The idea of solidarity across lines of race, ethnicity and class, however, lived on. Rev, Jackson, in particular, organized his own National Rainbow Coalition in 1984 when he campaigned for the presidency. Sara Tenenbaum and Marissa Perlman of CBS News Chicago, described Jackson’s Coalition as an organization that demanded new “social programs, affirmative action hiring practices and voting rights protections for groups that Jackson saw being left out of President Ronald Reagan’s economic policies.” Just like Fred Hampton, Jackson sought to unite people across the divisions of race, ethnicity and class to fight for economic justice. Forty plus years later, Jackson’s Rainbow PUSH Coalition still exists, advocating for civil rights and economic justice in Chicago and major cities throughout the U.S.

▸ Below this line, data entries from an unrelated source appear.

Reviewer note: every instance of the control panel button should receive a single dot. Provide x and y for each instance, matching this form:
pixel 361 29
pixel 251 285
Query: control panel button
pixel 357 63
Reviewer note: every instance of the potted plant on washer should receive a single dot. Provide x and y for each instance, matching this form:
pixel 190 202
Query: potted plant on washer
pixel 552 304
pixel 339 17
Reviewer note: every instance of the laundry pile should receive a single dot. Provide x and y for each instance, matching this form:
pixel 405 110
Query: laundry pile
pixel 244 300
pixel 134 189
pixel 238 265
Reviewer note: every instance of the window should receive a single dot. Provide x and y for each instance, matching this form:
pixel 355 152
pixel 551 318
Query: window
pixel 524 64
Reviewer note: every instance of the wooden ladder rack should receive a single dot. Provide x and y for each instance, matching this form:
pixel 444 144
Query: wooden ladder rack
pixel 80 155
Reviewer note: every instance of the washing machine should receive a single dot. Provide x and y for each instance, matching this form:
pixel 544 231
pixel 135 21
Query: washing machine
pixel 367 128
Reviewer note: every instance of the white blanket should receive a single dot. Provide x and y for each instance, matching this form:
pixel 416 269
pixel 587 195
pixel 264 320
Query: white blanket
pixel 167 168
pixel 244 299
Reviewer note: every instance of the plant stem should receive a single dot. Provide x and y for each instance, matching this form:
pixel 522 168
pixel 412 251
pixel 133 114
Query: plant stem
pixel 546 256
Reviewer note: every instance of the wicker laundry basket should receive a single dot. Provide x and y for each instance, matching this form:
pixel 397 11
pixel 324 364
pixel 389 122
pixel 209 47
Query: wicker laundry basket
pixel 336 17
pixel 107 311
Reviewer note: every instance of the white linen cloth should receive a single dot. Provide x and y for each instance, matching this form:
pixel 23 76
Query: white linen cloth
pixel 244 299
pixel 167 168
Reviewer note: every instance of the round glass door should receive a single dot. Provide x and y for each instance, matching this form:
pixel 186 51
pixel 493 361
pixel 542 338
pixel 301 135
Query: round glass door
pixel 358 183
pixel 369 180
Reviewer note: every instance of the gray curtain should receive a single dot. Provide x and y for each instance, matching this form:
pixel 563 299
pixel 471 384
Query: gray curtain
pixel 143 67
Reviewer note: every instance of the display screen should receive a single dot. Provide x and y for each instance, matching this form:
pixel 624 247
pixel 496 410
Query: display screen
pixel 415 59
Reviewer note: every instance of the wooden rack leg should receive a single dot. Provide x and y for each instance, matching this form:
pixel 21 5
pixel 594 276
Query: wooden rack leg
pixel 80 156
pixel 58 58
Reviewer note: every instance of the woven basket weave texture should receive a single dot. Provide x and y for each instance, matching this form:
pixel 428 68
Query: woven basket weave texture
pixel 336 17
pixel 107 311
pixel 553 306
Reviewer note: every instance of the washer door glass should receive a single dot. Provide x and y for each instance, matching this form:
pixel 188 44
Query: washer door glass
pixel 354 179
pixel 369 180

New “rainbow coalitions”, inspired by Fred Hampton and Jesse Jackson, continue to spring up in spaces like Rev. William Barber II’s Poor People’s Campaign and Rev. Liz Theoharis’s Kairos Center network. These networks and others like them continue to fight for equal rights, social justice, voter protection and economic parity throughout the country.
The times we live in, where the rich get richer and the poor get poorer; where the SAVE Act threatens voting rights; where communities of color are terrorized and families are torn apart by ICE; rainbow coalitions are more important than ever.
Rev. Jesse Jackson has died, but all of us–of every skin tone–cannot let his vision of social justice and civil rights die with him. Keep hope alive!